Doctor of Philosophy




Dr. Kristy Tiampo


The implications of understanding fault networks as ergodic systems are addressed here by using the Thirumalai-Mountain metric that identifies effective ergodic periods, when long but finite time intervals are considered. This framework was proven to be useful in statistical seismology studies. Initially, it was established that that the metric can be used to quantify seismicity clustering. Periods of effective ergodicity were characterized by the occurrence of declustered seismicity. This interpretation was implemented for synthetic and seismic data from southern California and Canadian mines.

Next, methods used in the estimation of regional seismic hazard were applied to mining induced seismicity. The interpretation of this metric as a measurement of seismicity clustering was fundamental to the adaptation of these techniques to mining seismicity. The latter also provided a better understanding of the mechanism for increased efficiency of hazard assessment methods based on seismic patterns during these ergodic periods.

In addition, this metric was employed in order to develop a robust seismic declustering technique that does not depend on a large number of parameters. Optimization methods and the Gutenberg-Richter law were used as constraints to identify clustered events in a given dataset. This method was applied to a synthetic catalog and seismic data from regions with different tectonic settings: southern California, Taiwan, Switzerland and the Gibraltar arc. Comparison to other declustering methods applied to the datasets did not show the same success due to their parameter dependence.

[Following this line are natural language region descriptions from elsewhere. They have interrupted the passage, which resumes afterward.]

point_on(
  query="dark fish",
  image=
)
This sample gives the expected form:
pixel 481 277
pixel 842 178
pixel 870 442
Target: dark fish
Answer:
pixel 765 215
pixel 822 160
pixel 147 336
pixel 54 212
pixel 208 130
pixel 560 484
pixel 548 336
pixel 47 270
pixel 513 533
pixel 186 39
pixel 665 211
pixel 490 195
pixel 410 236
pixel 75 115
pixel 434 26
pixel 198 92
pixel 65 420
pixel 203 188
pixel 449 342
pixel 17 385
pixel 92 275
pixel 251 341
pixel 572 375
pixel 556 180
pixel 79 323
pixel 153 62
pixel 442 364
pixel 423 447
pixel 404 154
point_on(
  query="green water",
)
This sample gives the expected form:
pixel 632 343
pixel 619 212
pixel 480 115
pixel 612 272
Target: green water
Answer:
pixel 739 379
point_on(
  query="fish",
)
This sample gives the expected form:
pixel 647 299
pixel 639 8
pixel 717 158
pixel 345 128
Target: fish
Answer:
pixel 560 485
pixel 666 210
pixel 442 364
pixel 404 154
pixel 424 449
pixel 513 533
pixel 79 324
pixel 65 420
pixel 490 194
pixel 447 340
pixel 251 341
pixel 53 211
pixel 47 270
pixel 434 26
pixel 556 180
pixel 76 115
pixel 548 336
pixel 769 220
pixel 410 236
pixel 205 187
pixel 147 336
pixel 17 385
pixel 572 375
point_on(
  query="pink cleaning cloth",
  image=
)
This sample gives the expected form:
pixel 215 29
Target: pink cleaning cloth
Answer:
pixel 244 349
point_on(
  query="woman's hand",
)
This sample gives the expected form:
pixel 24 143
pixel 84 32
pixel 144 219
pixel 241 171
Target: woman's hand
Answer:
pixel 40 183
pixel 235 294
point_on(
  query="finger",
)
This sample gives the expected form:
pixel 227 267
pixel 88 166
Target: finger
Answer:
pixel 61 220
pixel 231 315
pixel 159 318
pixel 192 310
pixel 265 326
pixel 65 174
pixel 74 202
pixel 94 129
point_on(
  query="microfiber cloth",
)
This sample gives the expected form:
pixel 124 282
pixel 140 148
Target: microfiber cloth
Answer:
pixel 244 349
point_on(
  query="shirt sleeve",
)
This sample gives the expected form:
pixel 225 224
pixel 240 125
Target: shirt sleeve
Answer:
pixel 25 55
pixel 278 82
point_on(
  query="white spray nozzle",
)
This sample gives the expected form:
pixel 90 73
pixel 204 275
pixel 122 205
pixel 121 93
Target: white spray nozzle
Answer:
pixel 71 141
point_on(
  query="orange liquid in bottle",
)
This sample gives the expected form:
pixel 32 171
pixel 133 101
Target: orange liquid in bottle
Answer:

The effects of location errors on a particular pattern-based seismic hazard assessment technique was also studied. Perturbed catalogs were generated from the southern Californian dataset by adding noise to epicenter locations. Seismicity trends identified by the metric did not change with the increase in noise levels. A combination of the latter and the large number of small events offset the effects of location errors in the performance of the considered method in retrospective forecasts, where no systematic degradation was found. This indicates that these uncertainties do not affect the technique significantly. The same occurred for smaller catalogs.

Finally, remarks on the advantages and limitation of the framework are discussed along with suggestions of future work.